Manual de la Imperfecta homilia. II

2. PREPARACION REMOTA DE LA HOMILIA

Aquí se explica lo que el lector verá. Le ofrecemos una taza de café. Garantizamos que el café está como el infierno: negro, caliente y a sorbos.

—Dejémonos de discusiones bizantinas.

El conferencista bebió un trago de agua. El salón hervía de sacerdotes. Semana de Pastoral Didáctica. Silencio de cigarrillos y plumas fuentes. Diez sabores distintos de tabaco. Y el cáncer tras las sotanas.

—Ustedes recuerdan las dos opiniones extremas. La primera afirma que la elocuencia es don innato. Se nace predicador como se nace mexicano, alto, bizco, negro o lampiño. Cuestiones de naturaleza y gracia. Platón y sus satélites lo explican como un furor divino, un demonio, un ángel o, si queréis, un duende. Surge la elocuencia como el canto del pájaro y el agua del manantial. “Un agua clara con sonido”.

Predestinación: unos nacen para abrir la boca y otros para tenerla cerrada. Al que le tocó, le tocó. La segunda opinión enseña que la oratoria es hija legítima del ejercicio o hija única del entrenamiento. El predicador se hace. No hay más duendes que el esfuerzo.
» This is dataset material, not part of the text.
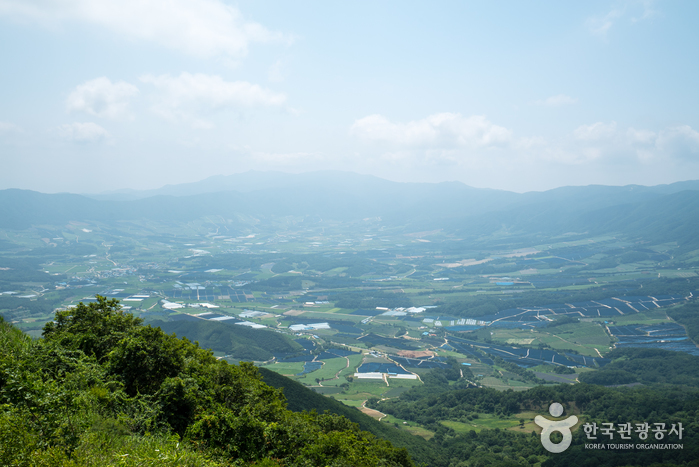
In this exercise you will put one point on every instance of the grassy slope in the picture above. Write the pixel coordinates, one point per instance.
(301, 398)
La realidad es mucho más compleja que la postura simplista de estas dos teorías. Es cierto que algunos poseen dotes naturales, desde la simpatía de la presencia, la riqueza de la imaginación, la buena memoria, el aplomo y la audacia, hasta el magnetismo de un gallardo timbre de voz. Ay, la rosa sin agua se marchita. Y yo creo más en el agua que en la rosa. “Si el primer verso lo dan los dioses, los demás hay que hacerlos”. Bien dicho, Paul Valéry. La facilidad natural para hablar, para predicar, es como la porcelana, bella pero frágil. Se pierde por la ociosidad. Se perfecciona por la práctica. El predicador nace, pero también se hace. Demóstenes, el tartamudo, supo que la voluntad puede más que la naturaleza.

El conferencista volvió al vaso de agua, miró cómo latía la tarde y su reloj más allá de los cristales. Lo que quedaba de cristales, gracias al smog clerical de los cigarros. Y luego no quiere la clerecía que la tachen de oscurantista.

—Dejemos las discusiones teorizantes.

El hecho es que el sacerdote está puesto en el mundo para ser voz, portavoz, magnavoz, estereofonía y hi-fi, altoparlante y resonador, equipo de sonido por dos o tres bocinas, entre más mejor. Se nace sacerdote, se hace sacerdote uno para prestarle a Cristo otros labios, caja de resonancia del evangelio, misión de pregonero y destino de heraldo. Tu nombre es profeta. Habla. Tienes que hablar, no hay posibilidad de excusa o de mudez. La única alternativa que te queda es la de aprender a hablar. Lo exige la palabra de Dios que debe ser anunciada de una manera conveniente y eficaz. Lo exige el pueblo de Dios que tiene derecho a ser educado en la fe, respetado y tratado con honor.

Sentarse en el ambón o subir a la sede... (carcajada general que despertó a media docena de piadosos “oyentes”). Sentarse en la sede o subir al ambón sin prepararse es tanto como tentar a Dios. Dictum vel factum quo quis explorat an Deus sit potens, sapiens et misericors. Pura presunción, pereza cavernícola o temeridad de 18 kilates.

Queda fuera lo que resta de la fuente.